„The temporalities of poetry, art and music are not only
specific to themselves (music is, indeed, time made free of temporality). The
text, the painting, the composition are wagers on lastingness. They embody the dur désir de durer (‘the harsh,
demanding desire for durance‘). In a
perfectly concrete sense, their deadlines are those of an unknown extension
into the future. Serious art, music, writing is not interesting in the sense in which journalism must be. Its solicitation
and governance of us are those of a patient necessity. The appeal of the text,
of the work of art or music is, radically, disinterested.

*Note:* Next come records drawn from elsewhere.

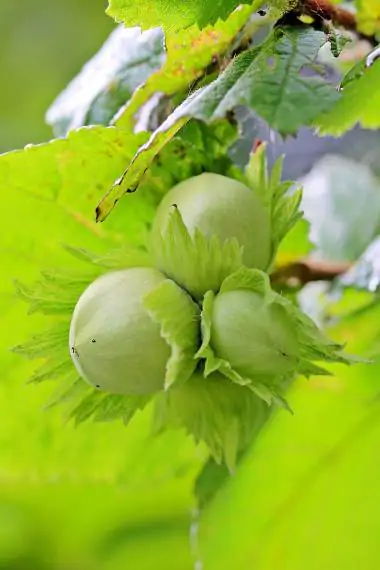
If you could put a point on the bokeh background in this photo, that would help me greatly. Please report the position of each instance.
(43, 45)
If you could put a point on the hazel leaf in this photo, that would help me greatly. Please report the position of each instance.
(215, 410)
(274, 193)
(178, 316)
(197, 263)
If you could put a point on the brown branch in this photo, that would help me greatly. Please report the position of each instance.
(309, 270)
(322, 11)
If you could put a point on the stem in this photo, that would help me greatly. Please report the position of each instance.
(307, 271)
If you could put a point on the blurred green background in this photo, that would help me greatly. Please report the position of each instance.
(43, 44)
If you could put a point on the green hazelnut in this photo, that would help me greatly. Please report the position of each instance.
(255, 337)
(115, 344)
(224, 207)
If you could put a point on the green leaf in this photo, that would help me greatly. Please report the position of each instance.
(179, 317)
(197, 263)
(274, 193)
(296, 465)
(172, 15)
(217, 411)
(108, 80)
(359, 103)
(276, 92)
(67, 177)
(188, 55)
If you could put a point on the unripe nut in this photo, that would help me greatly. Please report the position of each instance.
(114, 343)
(221, 206)
(256, 338)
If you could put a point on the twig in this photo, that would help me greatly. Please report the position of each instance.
(309, 270)
(322, 11)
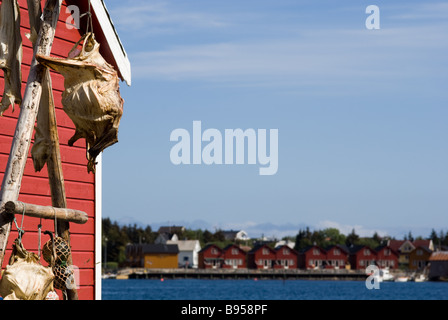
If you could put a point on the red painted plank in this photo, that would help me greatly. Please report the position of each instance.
(40, 186)
(72, 172)
(80, 186)
(9, 126)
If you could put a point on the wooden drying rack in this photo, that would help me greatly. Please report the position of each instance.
(38, 78)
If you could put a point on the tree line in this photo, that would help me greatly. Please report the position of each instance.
(116, 237)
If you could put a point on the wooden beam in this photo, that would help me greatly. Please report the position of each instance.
(46, 212)
(15, 167)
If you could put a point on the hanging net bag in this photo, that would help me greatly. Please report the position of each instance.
(56, 252)
(25, 278)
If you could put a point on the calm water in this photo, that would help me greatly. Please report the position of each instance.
(194, 289)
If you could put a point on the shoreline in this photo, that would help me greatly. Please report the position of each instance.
(285, 274)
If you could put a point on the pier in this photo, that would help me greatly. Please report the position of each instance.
(284, 274)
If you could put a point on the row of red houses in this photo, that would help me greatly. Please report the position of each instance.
(284, 257)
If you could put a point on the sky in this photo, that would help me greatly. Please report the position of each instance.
(361, 115)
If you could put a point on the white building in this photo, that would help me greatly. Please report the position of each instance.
(188, 252)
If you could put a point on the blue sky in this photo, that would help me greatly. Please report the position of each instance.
(361, 115)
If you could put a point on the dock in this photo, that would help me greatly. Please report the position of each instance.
(284, 274)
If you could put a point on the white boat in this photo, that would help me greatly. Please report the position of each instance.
(420, 278)
(385, 275)
(402, 279)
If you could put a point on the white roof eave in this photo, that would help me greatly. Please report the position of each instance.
(107, 26)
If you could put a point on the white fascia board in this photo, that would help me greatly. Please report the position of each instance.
(113, 40)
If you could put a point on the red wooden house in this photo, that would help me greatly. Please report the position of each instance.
(210, 257)
(261, 257)
(312, 257)
(234, 257)
(361, 257)
(386, 257)
(285, 258)
(337, 257)
(83, 190)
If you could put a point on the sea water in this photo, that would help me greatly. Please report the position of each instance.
(200, 289)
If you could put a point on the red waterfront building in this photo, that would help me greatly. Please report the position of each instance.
(312, 257)
(285, 258)
(361, 256)
(234, 257)
(336, 257)
(83, 189)
(386, 257)
(261, 257)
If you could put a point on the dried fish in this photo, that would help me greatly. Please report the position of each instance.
(91, 98)
(10, 53)
(24, 277)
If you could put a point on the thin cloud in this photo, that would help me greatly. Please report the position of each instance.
(161, 17)
(322, 57)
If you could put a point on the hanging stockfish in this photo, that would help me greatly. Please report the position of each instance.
(91, 98)
(10, 53)
(24, 277)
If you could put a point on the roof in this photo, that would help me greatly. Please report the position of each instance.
(396, 244)
(339, 246)
(439, 256)
(210, 245)
(307, 248)
(160, 248)
(286, 246)
(106, 34)
(185, 245)
(258, 247)
(379, 248)
(423, 248)
(356, 248)
(234, 246)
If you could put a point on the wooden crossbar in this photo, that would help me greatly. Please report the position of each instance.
(46, 212)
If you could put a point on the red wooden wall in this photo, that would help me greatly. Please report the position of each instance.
(80, 186)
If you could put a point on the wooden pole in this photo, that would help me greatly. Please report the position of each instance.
(45, 212)
(54, 163)
(25, 124)
(56, 179)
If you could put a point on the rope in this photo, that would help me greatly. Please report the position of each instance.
(89, 27)
(55, 223)
(20, 230)
(39, 227)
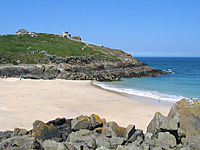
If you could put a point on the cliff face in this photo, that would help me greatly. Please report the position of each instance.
(66, 59)
(81, 68)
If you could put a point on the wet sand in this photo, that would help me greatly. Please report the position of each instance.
(23, 102)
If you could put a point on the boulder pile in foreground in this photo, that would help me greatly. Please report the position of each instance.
(180, 130)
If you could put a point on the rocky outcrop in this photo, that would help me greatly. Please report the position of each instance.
(179, 130)
(80, 68)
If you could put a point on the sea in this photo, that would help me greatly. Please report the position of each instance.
(183, 82)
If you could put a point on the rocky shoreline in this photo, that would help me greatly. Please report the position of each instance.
(81, 68)
(179, 130)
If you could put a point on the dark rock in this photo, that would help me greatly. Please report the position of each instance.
(63, 125)
(138, 133)
(19, 132)
(130, 130)
(83, 136)
(167, 138)
(188, 113)
(162, 123)
(20, 142)
(53, 145)
(111, 129)
(43, 131)
(5, 135)
(95, 121)
(81, 122)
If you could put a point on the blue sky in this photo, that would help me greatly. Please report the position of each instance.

Journalism bids us invest in the bourse
of momentary sensation. Such investment yields ‘interest‘ in the most pragmatic
sense. The dividends of the aesthetic are, precisely, those of ‘disinterest‘,
of a rebuke to opportunity. Above all, meaningful art, music, literature are
not new, as is, as must strive to be, the news brought by journalism.
Originality is antithetical to novelty. The etymology of the word alerts us. It
tells of ‘inception‘ and of ‘instauration‘, of a return, in substance and in
form, to beginnings. In exact relation to their originality, to their
spiritual-formal force of innovation, aesthetic inventions are ‘archaic‘. They
carry in them the pulse of the distant source.”